Several previously uncharacterized glycolipid ligands for CD1d now have been identified. The iNKT cells recognize an endogenous ligand, lysosomal glycolipid isoglobotrihexosylceramide, such that mice genetically deficient in the lysosomal glycosphingolipid degrading enzyme β-hexosaminidase (Hexβ−/−) have severely reduced iNKT cell numbers (9). Another natural ligand is disialoganglioside GD3. This ligand is expressed on melanomas and is presented to iNKT cells when DCs process tumor cells (10). Microbial glycolipids also are presented by CD1d on hexβ−/− antigen-presenting cells, including α-glucuronosylceramide from the Sphingomonas cell wall (11, 12), α-galacturonosylceramides from Sphingomonas wittichii, and glycolipids from Borrelia burgdorferi, the Lyme disease spirochete (13).
CD1d-binding glycolipid analogs, including sphingolipids and sulfatide variants, also have been synthesized. These synthesized ligands induce mouse and human NKT cells to secrete IFN-γ and IL-4 (13). One of these glycolipids, α-C-galactosylceramide (α-C-GalCer; refs. 14 and 15), is much more active than α-GalCer for inducing resistance to coadministered tumor cells and malaria parasites. In the current study, we wanted to determine whether the more active glycolipid α-C-GalCer is a more potent inducer of DC function in various forms of innate and adaptive resistance.
Results
α-C-GalCer Is a Distinct and More Potent Inducer of Innate Responses in Mice.
To understand the capacity of the new α-C-GalCer analogue to enhance resistance to malaria and tumors in mice (14), we analyzed several different types of innate and adaptive immune responses. First, we administered graded doses of each glycolipid i.v. and monitored the innate response in terms of elevations of serum cytokines (Fig. 1 Top). For induction of IFN-γ, the response to α-GalCer began to decrease at 20 ng per mouse, whereas for α-C-GalCer, 2 ng was the limiting dose (Fig. 1). Another distinction was that α-C-GalCer induced more prolonged production of IFN-γ and higher levels of IL-12 but did not induce IL-4 or TNF-α (Fig. 1). Thus, α-C-GalCer is a more active inducer of the innate production of cytokines than the prototype α-GalCer, and the innate response is qualitatively different.
Fig. 1.
α-C-GalCer is more potent than α-GalCer at inducing an innate cytokine response. Serum cytokines after graded doses of α-GalCer (Left) or α-C-GalCer (Right) i.v., measured by sandwich ELISAs. Data are means from four mice in two experiments.
Distinct CD11c+ DC and NK Cell Populations Produce IL-12 and IFN-γ After GalCer Stimulation.
To determine the source of the serum cytokines in the experiments of Fig. 1, we examined two other responses that take place when DCs present glycolipids, i.e., the DCs start to produce IL-12, and this released cytokine, in turn, mobilizes IFN-γ-producing NK cells. We found that both of these events could be documented with FACS assays after administration of either α-C-GalCer or α-GalCer i.v. High expression of CD11c marks DCs (16, 17), but CD11c also can be expressed at intermediate levels on some NK cells (18–22). CD11c+ cells were isolated 6 h after glycolipid injection and were analyzed for surface markers. Two populations, CD11c+ DX5+ and CD11c+ DX5−, were distinguished within the T cell antigen receptor Vβ-negative fraction (Fig. 2A, R2 and R3). CD80/86 costimulatory molecules were expressed at much higher levels on CD11c+ DX5− cells (Fig. 2B), which were also MHC class II rich (data not shown), relative to CD11c+ DX5+ cells.
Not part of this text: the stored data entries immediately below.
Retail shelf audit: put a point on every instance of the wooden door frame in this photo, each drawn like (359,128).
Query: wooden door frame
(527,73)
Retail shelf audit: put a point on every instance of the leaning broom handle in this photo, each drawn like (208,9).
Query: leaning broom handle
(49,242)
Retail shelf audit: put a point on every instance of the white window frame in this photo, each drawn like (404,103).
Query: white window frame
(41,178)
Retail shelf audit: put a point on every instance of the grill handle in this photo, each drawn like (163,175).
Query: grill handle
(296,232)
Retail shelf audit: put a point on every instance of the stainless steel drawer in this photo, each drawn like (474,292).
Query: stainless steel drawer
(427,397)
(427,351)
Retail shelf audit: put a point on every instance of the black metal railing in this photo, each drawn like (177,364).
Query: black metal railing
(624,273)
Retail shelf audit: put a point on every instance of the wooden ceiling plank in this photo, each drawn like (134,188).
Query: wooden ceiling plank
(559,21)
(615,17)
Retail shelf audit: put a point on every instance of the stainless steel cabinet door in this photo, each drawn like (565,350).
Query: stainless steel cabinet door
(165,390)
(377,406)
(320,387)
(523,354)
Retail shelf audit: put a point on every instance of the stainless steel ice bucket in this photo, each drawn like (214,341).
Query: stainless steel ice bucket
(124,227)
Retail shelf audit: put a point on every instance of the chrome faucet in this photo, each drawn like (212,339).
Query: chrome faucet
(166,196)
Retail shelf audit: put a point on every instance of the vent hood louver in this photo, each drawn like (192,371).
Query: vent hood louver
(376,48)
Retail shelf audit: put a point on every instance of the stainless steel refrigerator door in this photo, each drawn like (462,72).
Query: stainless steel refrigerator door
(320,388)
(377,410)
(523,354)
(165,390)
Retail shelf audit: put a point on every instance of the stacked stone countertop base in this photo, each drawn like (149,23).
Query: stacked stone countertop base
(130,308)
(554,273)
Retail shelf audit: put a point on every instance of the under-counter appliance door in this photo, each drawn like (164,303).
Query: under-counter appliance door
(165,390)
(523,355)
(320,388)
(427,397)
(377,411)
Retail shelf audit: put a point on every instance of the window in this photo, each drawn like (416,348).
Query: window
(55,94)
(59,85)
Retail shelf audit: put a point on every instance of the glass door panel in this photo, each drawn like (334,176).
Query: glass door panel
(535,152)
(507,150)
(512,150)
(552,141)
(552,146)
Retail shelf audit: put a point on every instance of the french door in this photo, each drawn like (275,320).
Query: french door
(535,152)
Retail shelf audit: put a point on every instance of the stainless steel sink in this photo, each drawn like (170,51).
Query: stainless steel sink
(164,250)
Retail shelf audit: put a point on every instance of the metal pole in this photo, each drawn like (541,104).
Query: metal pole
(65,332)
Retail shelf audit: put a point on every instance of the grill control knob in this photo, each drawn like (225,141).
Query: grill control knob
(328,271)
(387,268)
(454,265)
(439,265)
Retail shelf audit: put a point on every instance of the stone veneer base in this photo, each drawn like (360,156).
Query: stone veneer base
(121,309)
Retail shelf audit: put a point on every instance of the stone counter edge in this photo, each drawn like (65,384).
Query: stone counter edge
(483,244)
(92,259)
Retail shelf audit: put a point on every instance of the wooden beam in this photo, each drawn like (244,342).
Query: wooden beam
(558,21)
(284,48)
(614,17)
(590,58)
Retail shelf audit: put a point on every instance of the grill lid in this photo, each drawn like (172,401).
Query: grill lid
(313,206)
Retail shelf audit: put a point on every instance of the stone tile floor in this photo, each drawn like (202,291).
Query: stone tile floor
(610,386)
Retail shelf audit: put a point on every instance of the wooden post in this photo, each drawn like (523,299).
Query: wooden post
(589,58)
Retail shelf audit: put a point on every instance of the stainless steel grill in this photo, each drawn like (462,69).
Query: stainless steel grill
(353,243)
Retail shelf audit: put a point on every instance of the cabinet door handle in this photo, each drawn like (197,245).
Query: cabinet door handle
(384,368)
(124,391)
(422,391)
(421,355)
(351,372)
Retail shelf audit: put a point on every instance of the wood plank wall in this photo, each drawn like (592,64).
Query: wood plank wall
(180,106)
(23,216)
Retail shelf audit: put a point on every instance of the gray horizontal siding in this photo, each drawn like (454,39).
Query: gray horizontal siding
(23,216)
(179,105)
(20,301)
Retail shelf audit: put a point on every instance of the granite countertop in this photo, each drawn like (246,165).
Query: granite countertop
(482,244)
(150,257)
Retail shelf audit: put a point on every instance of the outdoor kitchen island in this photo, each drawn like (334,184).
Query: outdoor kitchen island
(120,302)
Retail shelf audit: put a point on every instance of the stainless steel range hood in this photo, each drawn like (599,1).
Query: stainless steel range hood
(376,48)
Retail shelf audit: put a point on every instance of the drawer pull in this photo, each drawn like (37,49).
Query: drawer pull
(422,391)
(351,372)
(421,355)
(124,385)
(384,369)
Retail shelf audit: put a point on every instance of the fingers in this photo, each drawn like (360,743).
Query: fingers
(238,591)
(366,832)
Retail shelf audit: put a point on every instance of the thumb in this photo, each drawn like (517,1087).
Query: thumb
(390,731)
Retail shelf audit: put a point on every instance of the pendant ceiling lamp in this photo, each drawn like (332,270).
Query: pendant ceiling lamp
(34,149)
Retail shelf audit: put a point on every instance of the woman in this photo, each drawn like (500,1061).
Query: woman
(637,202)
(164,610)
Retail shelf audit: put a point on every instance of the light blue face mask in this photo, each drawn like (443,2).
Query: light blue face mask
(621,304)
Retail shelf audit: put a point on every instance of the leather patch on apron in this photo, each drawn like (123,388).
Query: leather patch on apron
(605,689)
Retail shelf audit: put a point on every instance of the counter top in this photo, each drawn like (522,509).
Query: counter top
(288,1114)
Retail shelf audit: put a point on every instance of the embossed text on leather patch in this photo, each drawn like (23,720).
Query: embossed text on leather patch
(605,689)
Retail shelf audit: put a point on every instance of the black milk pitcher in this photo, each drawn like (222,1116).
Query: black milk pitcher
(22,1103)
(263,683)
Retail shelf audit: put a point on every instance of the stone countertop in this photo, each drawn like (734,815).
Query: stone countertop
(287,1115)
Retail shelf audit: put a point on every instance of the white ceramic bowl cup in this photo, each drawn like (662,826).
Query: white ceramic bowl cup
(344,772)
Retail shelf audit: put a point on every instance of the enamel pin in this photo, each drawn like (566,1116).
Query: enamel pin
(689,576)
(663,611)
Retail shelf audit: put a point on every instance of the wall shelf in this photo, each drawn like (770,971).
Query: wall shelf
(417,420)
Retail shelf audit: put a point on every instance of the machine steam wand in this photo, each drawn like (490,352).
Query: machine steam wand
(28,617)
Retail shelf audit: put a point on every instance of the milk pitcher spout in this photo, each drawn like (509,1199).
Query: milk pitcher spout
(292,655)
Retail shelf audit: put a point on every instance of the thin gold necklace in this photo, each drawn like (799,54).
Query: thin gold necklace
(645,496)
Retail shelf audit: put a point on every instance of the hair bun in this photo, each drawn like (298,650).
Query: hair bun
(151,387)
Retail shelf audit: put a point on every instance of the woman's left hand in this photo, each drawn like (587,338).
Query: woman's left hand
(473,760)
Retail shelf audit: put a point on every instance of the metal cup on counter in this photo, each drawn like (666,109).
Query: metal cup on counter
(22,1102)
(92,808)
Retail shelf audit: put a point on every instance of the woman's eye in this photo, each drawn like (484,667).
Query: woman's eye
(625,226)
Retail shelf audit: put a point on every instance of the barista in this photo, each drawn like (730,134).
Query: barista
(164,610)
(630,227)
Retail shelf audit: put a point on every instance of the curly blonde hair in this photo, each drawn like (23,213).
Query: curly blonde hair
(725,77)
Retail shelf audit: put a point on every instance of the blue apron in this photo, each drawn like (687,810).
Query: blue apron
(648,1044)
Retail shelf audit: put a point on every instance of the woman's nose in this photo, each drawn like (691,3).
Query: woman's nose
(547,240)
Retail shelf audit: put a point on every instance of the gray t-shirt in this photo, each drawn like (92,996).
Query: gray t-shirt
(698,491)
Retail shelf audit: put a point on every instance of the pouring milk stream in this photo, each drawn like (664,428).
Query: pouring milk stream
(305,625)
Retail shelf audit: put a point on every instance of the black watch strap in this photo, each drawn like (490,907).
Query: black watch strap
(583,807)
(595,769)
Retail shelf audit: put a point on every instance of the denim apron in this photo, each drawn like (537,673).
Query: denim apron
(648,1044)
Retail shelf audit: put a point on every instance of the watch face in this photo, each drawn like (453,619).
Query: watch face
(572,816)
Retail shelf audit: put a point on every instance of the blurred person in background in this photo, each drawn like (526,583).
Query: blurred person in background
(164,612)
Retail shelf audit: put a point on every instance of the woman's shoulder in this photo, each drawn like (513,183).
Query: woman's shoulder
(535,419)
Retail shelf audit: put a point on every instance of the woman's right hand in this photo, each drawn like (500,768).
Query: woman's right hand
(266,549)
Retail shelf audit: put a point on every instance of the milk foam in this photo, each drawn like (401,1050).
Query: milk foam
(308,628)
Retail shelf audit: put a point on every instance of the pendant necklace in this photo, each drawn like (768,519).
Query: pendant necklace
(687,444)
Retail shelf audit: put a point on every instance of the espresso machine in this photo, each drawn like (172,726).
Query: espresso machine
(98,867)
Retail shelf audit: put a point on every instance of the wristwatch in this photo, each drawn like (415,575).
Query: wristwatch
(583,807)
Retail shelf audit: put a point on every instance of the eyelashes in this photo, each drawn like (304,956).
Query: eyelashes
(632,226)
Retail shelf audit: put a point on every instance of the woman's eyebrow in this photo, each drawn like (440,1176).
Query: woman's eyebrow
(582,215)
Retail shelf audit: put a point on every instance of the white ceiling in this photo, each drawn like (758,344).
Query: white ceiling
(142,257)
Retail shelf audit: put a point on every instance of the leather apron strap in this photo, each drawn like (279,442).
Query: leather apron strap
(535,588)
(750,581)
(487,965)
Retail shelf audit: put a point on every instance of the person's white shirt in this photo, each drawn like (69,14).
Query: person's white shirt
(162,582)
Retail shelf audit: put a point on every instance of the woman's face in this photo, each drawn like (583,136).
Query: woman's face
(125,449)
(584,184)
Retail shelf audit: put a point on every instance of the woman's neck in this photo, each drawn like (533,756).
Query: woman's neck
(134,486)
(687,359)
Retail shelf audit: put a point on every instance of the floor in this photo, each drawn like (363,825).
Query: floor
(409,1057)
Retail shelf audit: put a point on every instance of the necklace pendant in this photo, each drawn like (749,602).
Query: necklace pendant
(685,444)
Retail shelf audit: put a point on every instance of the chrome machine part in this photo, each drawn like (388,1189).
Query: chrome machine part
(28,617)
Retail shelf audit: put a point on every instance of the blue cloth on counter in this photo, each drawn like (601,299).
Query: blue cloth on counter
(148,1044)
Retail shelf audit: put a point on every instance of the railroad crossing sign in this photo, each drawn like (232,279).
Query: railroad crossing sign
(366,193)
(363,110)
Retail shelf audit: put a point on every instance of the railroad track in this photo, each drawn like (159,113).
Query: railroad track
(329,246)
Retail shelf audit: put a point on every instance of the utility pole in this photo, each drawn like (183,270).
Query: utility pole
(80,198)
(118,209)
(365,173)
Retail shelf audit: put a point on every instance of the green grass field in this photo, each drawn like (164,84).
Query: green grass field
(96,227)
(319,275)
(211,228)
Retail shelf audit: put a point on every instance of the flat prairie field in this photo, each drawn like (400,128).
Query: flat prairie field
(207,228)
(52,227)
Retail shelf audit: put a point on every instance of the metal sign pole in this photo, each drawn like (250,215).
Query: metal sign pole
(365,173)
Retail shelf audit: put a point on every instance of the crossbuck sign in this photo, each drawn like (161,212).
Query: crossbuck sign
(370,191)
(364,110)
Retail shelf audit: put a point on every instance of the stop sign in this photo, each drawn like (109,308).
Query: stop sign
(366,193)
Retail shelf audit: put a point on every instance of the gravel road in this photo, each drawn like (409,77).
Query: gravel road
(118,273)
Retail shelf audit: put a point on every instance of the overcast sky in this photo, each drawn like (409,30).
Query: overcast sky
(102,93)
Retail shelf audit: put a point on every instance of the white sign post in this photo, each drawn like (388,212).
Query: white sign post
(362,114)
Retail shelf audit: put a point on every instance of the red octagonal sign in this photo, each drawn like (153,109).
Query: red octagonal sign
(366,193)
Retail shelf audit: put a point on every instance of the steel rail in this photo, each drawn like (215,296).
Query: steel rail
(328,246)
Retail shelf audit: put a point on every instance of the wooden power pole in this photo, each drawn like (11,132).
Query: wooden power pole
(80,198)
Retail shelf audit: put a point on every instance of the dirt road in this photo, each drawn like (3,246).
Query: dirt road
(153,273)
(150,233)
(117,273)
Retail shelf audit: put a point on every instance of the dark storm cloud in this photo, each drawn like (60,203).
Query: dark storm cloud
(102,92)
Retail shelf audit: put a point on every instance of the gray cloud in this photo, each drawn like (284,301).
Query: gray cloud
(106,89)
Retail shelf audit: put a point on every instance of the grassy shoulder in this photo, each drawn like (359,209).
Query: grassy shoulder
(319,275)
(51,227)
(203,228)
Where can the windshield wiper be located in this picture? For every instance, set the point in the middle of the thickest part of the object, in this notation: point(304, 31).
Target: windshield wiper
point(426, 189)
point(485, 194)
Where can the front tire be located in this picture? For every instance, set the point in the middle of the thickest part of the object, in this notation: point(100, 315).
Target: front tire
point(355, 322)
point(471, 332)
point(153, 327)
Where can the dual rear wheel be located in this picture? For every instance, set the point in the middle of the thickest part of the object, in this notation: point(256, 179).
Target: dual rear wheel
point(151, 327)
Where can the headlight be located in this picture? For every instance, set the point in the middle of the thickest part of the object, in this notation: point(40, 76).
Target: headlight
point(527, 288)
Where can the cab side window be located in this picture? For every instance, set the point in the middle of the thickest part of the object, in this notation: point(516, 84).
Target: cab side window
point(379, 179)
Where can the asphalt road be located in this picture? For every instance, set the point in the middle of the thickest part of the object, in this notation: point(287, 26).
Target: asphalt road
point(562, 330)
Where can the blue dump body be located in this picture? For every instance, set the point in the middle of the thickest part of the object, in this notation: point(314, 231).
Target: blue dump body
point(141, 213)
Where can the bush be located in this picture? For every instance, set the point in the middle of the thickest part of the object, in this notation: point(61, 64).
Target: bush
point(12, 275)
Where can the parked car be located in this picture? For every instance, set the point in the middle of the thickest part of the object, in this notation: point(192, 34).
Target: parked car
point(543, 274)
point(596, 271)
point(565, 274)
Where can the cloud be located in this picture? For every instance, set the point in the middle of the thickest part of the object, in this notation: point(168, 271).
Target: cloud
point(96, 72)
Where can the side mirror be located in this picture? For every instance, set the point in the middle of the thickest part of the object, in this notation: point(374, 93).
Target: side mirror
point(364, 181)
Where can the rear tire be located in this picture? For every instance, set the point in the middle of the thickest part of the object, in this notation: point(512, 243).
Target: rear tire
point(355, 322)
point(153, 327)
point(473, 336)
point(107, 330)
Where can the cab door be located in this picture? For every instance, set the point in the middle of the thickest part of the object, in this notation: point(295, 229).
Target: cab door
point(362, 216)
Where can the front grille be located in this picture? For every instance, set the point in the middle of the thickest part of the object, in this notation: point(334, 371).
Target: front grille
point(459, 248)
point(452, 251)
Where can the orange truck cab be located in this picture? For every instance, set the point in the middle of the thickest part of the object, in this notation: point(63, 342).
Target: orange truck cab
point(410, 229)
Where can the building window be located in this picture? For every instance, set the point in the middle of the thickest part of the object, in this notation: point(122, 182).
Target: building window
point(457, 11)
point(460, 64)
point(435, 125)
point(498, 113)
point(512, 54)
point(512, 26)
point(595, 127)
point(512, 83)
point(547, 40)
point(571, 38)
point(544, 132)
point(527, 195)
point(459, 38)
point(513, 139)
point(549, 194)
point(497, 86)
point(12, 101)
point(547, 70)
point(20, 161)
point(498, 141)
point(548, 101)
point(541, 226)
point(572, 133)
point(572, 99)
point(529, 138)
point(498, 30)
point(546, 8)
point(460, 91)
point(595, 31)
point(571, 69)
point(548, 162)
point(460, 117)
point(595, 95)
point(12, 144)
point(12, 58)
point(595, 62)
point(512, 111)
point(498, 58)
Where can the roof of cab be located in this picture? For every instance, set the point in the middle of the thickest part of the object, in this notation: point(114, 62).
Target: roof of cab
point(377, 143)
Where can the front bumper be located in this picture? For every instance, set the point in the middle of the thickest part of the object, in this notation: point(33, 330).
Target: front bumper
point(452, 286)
Also, CD86 was up-regulated on the CD11c+ DX5− cells after injection of either glycolipid (Fig. 2B). This finding indicates that DX5− cells are DCs, whereas other CD11c+ cells are NK cells carrying the DX5 NK marker (18). When intracellular cytokines were assessed after 20 ng of α-C-GalCer or 2 μg of α-GalCer i.v., some of the CD11c+ DX5+ NK cells preferentially produced IFN-γ, not IL-12 (Fig. 2C Left). Reciprocally, a fraction of the CD11c+ DX5− DCs produced IL-12p40 but little or no IFN-γ (Fig. 2D Right). The IFN-γ producing population did not express B220 and MHC class II (data not shown) and, therefore, seems different from the recently described subset of IFN-γ-producing killer DCs (19, 20). Thus, IL-12 and IFN-γ are produced by distinct CD11c+ cells in spleen, the former by costimulatory DCs and the latter by NK cells activated by the DC–NKT interaction.
Fig. 2.
Distinct cytokine production by subsets of CD11c+ spleen cells. (A and B) CD11c+ cells were isolated from spleen 6 h after injection of vehicle, α-C-GalCer, or α-GalCer. After gating on TCRβ− cells, we distinguished Cy5 anti-DX5+ NK cells (R2) and DX5− DCs (R3) within APC-anti-CD11c+ cells (A) and measured CD80 and CD86 expression (B). (C and D) As in A, but the cells were cultured for 4 h in brefeldin A without other stimuli before staining the R2 and R3 populations for intracellular IFN-γ (C) or IL-12 (D).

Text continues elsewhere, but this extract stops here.